Reorganize and recycle: new considerations in educational planning
The fall tradition of ‘back to school’ has a new look as we adjust to COVID. However, there are more adults who return to school at 30, 40, 50 and over. There are many reasons and there are unique challenges to completing their degree or certificate programs. Some of the problems have been long term and others are more recent with the COVID disruptions. Here are some things to consider when planning for advanced-stage colleges.
About half of undergraduates are 25 or older, by the National Center for Education Statistics. EAB, another educational research company, believes the number aged 25 to 34 will increase by 21 percentage pointss by 2022. These figures are before the impacts of COVID.
Why go back to school?
- Career change: workers facing automation or obsolete industries
- Increase earning potential
- Expand career options
- Stay competitive or marketable
- Graduates: Interruptions from family and military service
- Keep learning
The challenges can be heavy
- Focus: Get the best value for money – what courses, certificates or diplomas are available and where should you get them?
- Time is not our friend: you don’t have the benefit of financing a 529 plan for 15 years like you would with a child.

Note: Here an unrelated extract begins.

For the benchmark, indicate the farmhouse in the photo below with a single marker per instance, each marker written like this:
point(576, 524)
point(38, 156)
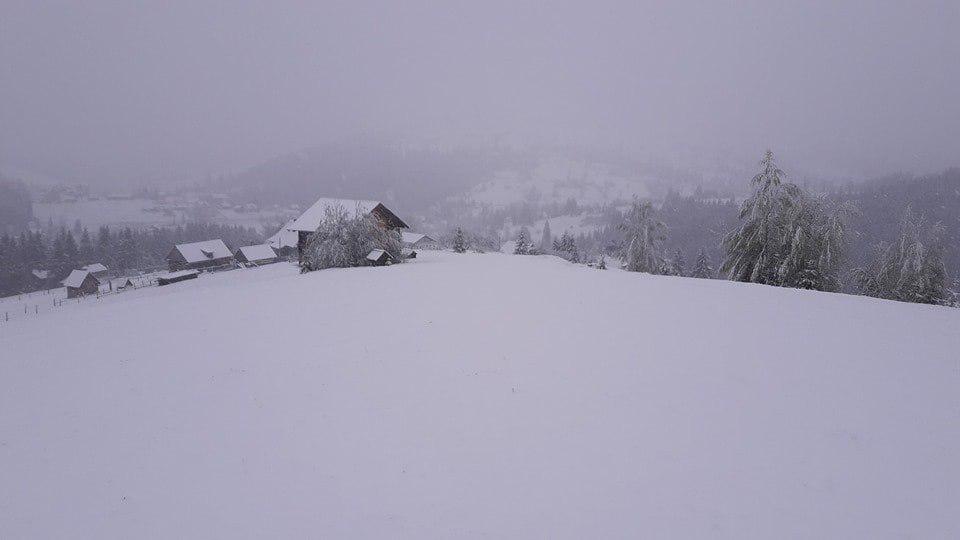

- Finances: Some feel they can’t afford more for tuition fees – eg. Ex., Existing unpaid student debt. Couples often send one to work while the other goes to school, then switch.
- Child Care: Parents are looking for affordable child care on campus.
Loans, grants and scholarships are available. A Free Application for Federal Student Aid (FAFSA) is required for federal programs. Those with reduced income, perhaps due to COVID time off and layoffs, can ask help desks for a “professional judgment” review to factor in your (reduced) annual income. Research and monitoring programs Fastweb.com and Scholarships.com. And be careful with debt, especially with the potential for rising interest rates.
Employer tuition assistance is another option. Many employers provide an education service. This may be a reimbursement program, so budget accordingly, and may require minimum service and surrogacy standards.
Online learning can be a cheaper alternative. The rise of distance and hybrid learning offers more flexibility and choice, especially for those retaining part-time and full-time jobs.
Due to coronavirus legislation, federal student loan borrowers may get some relief, including suspension of loan payments until December 31, 2020, zero percent temporary interest, and several payment options.
Some may choose to use their own pension plans. Parents increasingly tend to sacrifice their retirement for the benefit of their children’s education. Borrowing 401 (k) plans can be tempting for more advanced students because “I pay myself back”. Consider the following before borrowing or withdrawing from your 401 (k):
- Will I need this money for my retirement? (A very important question).
- What potential for growth in retirement savings is being sacrificed?
- Can I afford to repay the loan over five years?
- What are the consequences – including income taxes, borrowing restrictions and more?
People go back to school for many reasons. Yes, there are challenges. Make it worth it. Secure your future with wisdom.
Brian Loy, CFA, CFP, is President of Sage Financial Advisors Inc., based in Reno. Contact him at www.sagefinancialadvisors.com.